L’accord d’Abraham aurait -il déjà des conséquences positives sur les relations entre Israël et le Liban ? Toujours est-il que le Président du Parlement libanais Nabih Berry vient d’annoncer officiellement l’ouverture prochaine de pourparlers entre les deux pays sur l’épineux sujet des frontières maritimes et terrestres. Ce premier pas sera accompagné par les Etats-Unis, qui seront présents pour faciliter les discussions.

Selon certaines informations les pourparlers devraient débuter après les fêtes de Souccoth et se tenir au Sud-Liban, dans la base de la FINUL de Nakoura et se feront donc sous l’égide de l’ONU.

Il s’agit en fait d’un accord cadre, qui permettra d’organiser et d’entamer les négociations. Elles se feront à un niveau technique et non politique, en se basant sur l’exemple des discussions régulières entre les responsables militaires des deux pays sous l’égide des militaires onusiens de la FINUL et, selon les propres mots de Nabih Berri « sous le parrainage du Président Michel Aoun et du gouvernement en place » et « dans le cadre de la résolution 1701 ».

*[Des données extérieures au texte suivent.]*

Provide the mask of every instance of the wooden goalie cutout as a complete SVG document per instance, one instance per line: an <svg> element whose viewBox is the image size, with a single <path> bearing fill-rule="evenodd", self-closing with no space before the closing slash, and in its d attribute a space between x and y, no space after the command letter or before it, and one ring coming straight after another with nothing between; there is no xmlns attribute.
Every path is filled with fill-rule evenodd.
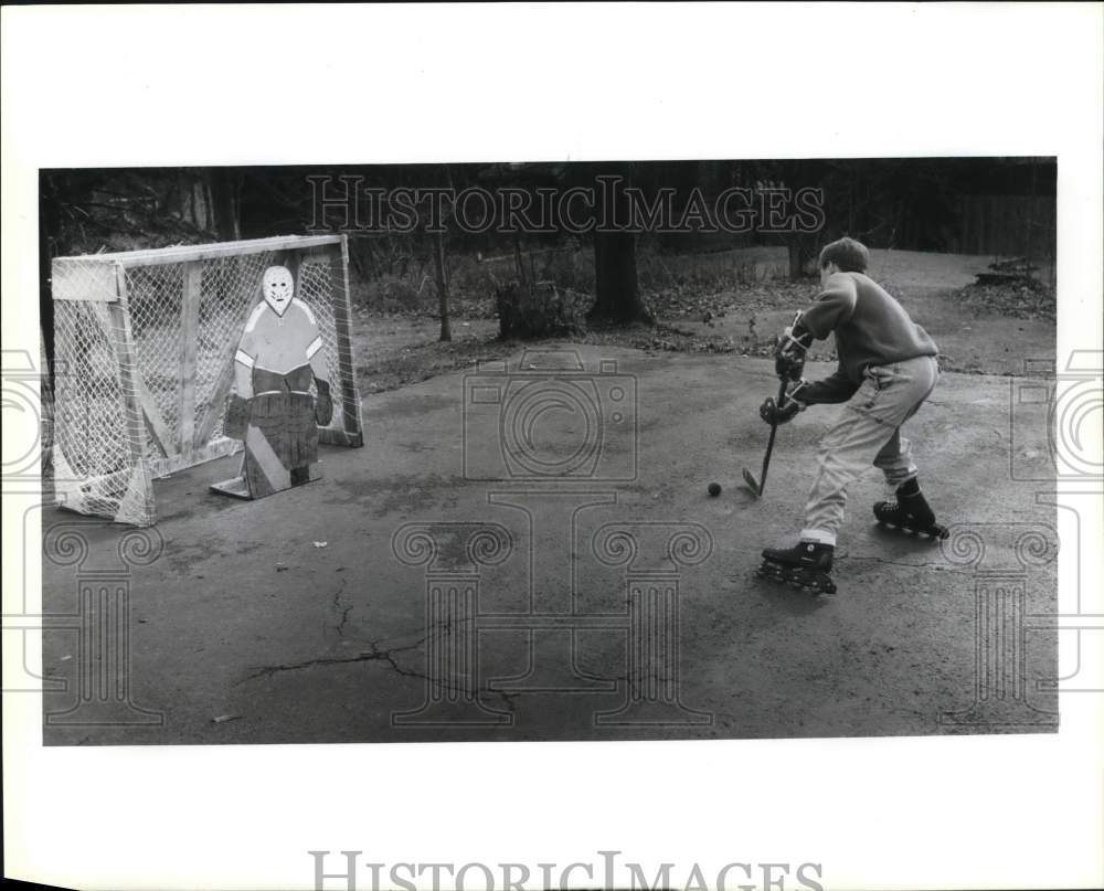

Concernant la détermination des frontières maritimes, les rencontres se dérouleront au siège de la FINUL de Nakoura et seront appuyées par les Etats-Unis qui ont été sollicités par Israël et le Liban afin de faciliter les discussions. Le litige porte sur une zone maritime de près de 900 km2, revendiquée par les deux pays comme étant une Zone Economique Exclusive, le Liban ayant d’ailleurs déjà attribué des licences d’exploitation pour ce secteur.

L’ouverture de négociations a également été annoncée du côté israélien par un communiqué du ministère de l’Energie, qui indique qu’elles ont pour objectif d’aider au développement des ressources naturelles pour tous les peuples de la région ».

Quant à Gaby Ashkenazy, ministre des Affaires Etrangères israélien, il a remercié le Secrétaire d’Etat américain, Mike Pompeo pour les efforts fournis afin de mettre en place ces négociations. Ce dernier a d’ailleurs salué « l’accord historique conclu sous l’égide des Etats-Unis, après trois ans d’efforts diplomatiques intenses ».

Il faut rappeler que le Liban et Israël sont deux pays actuellement encore en guerre, puisqu’aucun accord ou traité de paix n’a été signé entre ces deux voisins.

Il semblerait également que le Hezbollah ne se soit pas officiellement opposé à de telles discussions, sans doute en raison de la situation économique désastreuse du Liban, qui est en état de cessation de paiement depuis plusieurs mois.

Un futur accord frontalier est indispensable au Liban afin de pouvoir exploiter les possibles ressources énergétiques de la région. Il s’agit d’une des seules bouées de sauvetage éventuelles du pays.